Consider the following email I received after I had written about Pinterest, the social media site that allows users to collect and share visually pleasing images, ideas, and retail promotion.
“Hello: I enjoyed your Pinterest column. And I have a suggestion. Why not tell people about another way to gift. Help someone or some village out. Gift them clean water or a cleaner burning cookstove or a heifer? (http://www.heifer.org/gift-
Money doesn’t buy happiness, but it can sure buy things that people need.
Thanks again for your works.
Peace Out!”
Name Withheld
This response addresses an excellent point and in the spirit of this thoughtful reader, I’m going to add my two cents by saying,“right on”!
With the holidays just around the corner – sorry, I had to say it – the gift buying frenzy has begun. But thanks to this reader, we can all stop for a moment and really consider exactly what makes a good gift.
Does Uncle Joe really need another tie? Is your sister truly yearning for yet another cookbook?
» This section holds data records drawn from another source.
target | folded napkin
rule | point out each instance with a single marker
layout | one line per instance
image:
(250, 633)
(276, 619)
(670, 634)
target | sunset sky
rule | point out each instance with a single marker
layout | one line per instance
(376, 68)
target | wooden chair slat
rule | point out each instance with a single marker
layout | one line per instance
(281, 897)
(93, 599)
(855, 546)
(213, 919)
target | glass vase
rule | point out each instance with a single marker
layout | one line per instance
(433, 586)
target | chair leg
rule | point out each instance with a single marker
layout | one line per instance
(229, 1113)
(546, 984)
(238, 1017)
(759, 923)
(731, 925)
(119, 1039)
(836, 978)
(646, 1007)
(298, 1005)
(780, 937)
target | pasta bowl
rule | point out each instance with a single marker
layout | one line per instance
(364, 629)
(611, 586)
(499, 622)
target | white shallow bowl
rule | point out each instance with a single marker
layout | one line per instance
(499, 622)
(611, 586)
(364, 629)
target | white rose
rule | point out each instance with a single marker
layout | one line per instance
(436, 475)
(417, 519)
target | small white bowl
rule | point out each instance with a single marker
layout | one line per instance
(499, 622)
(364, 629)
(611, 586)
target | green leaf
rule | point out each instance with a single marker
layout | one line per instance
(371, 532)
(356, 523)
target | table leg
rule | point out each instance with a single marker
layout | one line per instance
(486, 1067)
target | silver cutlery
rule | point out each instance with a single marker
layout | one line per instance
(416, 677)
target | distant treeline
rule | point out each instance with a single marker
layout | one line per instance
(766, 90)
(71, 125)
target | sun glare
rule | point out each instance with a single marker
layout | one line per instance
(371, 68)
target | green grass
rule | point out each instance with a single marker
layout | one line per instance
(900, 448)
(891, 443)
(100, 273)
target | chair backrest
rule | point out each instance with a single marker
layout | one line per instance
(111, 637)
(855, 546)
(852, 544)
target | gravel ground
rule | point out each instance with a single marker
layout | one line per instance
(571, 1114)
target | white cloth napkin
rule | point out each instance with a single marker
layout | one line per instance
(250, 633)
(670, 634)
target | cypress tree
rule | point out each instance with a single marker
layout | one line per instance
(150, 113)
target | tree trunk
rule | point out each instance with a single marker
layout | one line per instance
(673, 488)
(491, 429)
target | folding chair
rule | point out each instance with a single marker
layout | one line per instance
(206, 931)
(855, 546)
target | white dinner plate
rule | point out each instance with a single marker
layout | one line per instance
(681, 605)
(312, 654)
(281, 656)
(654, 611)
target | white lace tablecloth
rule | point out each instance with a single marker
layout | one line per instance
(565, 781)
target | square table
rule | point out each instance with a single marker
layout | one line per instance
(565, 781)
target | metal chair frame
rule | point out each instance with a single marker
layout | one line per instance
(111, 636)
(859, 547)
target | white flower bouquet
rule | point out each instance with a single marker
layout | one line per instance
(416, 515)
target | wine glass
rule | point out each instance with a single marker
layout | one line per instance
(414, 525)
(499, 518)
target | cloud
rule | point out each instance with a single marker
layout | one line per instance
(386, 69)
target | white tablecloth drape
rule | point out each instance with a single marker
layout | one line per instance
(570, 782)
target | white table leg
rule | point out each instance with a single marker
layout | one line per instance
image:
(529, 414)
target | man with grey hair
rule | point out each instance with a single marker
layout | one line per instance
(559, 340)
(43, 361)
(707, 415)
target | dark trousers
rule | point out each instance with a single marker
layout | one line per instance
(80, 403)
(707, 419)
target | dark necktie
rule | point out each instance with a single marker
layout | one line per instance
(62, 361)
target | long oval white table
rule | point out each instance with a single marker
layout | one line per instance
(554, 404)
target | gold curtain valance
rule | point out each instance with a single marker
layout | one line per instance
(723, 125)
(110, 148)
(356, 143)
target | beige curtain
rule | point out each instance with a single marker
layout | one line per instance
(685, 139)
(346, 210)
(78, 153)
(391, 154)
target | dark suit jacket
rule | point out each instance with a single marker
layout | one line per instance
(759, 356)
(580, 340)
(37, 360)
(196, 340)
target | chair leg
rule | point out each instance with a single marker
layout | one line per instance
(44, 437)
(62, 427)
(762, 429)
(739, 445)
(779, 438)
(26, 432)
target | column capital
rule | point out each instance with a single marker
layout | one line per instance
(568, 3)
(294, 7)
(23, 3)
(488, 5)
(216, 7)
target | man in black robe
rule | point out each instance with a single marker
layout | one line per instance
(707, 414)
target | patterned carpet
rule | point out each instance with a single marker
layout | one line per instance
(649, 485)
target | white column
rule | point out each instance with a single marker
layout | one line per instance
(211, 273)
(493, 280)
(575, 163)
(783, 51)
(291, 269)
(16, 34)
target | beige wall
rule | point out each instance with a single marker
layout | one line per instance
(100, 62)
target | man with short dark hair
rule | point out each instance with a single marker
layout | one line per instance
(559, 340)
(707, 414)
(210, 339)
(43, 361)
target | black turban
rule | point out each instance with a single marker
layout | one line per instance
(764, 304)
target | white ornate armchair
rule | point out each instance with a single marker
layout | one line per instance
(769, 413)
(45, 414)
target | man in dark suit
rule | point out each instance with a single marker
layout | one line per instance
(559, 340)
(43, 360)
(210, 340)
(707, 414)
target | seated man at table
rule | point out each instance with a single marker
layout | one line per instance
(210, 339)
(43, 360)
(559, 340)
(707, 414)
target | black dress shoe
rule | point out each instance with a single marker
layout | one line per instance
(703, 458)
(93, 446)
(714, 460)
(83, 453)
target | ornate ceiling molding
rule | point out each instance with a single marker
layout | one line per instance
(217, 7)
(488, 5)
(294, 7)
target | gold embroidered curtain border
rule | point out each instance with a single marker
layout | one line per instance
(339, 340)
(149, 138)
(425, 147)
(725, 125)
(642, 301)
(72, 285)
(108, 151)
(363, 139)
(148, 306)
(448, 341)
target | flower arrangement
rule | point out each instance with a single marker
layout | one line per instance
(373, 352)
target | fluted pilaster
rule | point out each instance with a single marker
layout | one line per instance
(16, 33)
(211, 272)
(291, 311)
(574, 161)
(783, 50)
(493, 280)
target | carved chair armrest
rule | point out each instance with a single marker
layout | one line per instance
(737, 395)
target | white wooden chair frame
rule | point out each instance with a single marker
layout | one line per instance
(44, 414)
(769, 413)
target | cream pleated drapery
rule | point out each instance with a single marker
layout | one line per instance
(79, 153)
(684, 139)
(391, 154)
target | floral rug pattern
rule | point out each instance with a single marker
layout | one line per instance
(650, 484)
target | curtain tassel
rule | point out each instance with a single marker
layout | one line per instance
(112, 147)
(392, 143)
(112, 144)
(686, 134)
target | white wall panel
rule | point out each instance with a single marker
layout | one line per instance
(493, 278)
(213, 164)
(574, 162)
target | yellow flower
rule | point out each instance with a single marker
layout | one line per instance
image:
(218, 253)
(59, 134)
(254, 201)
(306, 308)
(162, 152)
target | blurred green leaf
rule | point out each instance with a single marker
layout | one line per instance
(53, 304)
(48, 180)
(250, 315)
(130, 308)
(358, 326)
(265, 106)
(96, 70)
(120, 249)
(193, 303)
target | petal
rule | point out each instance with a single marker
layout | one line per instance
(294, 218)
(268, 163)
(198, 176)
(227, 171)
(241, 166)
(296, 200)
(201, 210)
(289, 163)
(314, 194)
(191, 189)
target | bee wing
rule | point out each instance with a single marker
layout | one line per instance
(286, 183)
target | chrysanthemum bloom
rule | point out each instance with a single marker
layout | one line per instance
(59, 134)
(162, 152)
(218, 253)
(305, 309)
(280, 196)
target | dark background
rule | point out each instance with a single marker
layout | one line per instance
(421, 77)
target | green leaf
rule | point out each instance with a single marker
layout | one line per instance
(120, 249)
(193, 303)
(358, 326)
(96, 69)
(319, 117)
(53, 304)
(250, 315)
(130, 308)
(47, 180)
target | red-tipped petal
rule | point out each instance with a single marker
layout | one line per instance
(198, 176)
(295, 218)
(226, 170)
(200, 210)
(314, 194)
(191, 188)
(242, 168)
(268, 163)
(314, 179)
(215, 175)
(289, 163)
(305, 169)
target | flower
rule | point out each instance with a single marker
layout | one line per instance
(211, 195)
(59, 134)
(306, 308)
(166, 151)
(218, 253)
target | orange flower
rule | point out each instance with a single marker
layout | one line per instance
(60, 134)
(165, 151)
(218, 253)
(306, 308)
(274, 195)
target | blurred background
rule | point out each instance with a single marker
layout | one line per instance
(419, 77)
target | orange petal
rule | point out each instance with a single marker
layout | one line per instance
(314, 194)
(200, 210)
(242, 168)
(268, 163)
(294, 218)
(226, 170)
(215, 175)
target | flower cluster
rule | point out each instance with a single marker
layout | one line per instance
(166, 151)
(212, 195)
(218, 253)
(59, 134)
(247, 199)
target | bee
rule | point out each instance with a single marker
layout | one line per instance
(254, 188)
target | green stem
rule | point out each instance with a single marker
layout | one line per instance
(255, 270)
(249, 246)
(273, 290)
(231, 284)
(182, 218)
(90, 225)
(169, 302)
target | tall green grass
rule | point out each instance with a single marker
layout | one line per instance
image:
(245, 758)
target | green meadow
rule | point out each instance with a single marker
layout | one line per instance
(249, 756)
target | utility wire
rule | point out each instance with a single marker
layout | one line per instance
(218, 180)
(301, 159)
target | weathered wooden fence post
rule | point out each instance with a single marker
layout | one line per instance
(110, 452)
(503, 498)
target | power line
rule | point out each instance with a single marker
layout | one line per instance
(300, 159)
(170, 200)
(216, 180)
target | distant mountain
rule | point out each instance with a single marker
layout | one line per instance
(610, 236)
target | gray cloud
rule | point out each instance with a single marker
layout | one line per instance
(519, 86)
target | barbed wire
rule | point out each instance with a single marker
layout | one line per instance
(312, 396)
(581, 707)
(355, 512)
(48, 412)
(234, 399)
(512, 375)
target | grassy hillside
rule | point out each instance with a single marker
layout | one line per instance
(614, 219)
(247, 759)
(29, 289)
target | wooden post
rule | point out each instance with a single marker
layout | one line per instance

Have you lost count of how many Legos your grandchild already has?
I started asking myself these kinds of questions a number of years ago. Surveying my family, I realized that, while our children could use a few odds and ends, we adults were pretty well set. I began looking for special “gifts” that would put a real smile on my loved one’s faces. I know my brother and sister-in-law were pleasantly surprised to learn that we had made a donation in their name to the above mentioned Heifer International, money that was used to give a flock of ducks for a family in South America. After we gifted our dear mother “half a goat” for a family in need, she was so taken with the concept that she made a similar donation in the names of all of my children, remarking how good she felt to be able to “send the other half of the goat” to a hard working family somewhere in the world.
The kinds of things you can donate your money for are endless. Best of all, your donated items can truly reflect the interests of your family member or friend. Is your brother a handyman around the house? Maybe you want to contribute to building tools to someone who can then begin his/her own fix-it business? Is your auntie a dedicated gardener? There are programs that offer the seeds for an entire vegetable garden for a hungry and industrious family. Feeling grateful for the lives your grandchildren have? You can feed a child for an entire year. Glad your children received a good education? Many kids throughout the world need school supplies. Or maybe, when you turned on your tap this morning and clean, pure water flowed out, you thought of places where such a thing as this is nonexistent? There are quite a few organizations who offer all kinds of services and products that bring pure water to those places around the globe where water is undrinkable, in short supply, or virtually nonexistent.
The last line of today’s email states: “Money doesn’t buy happiness, but it can sure buy things that people need.” Perhaps, when donations are made for things that will improve the quality of people’s lives, money truly can buy happiness.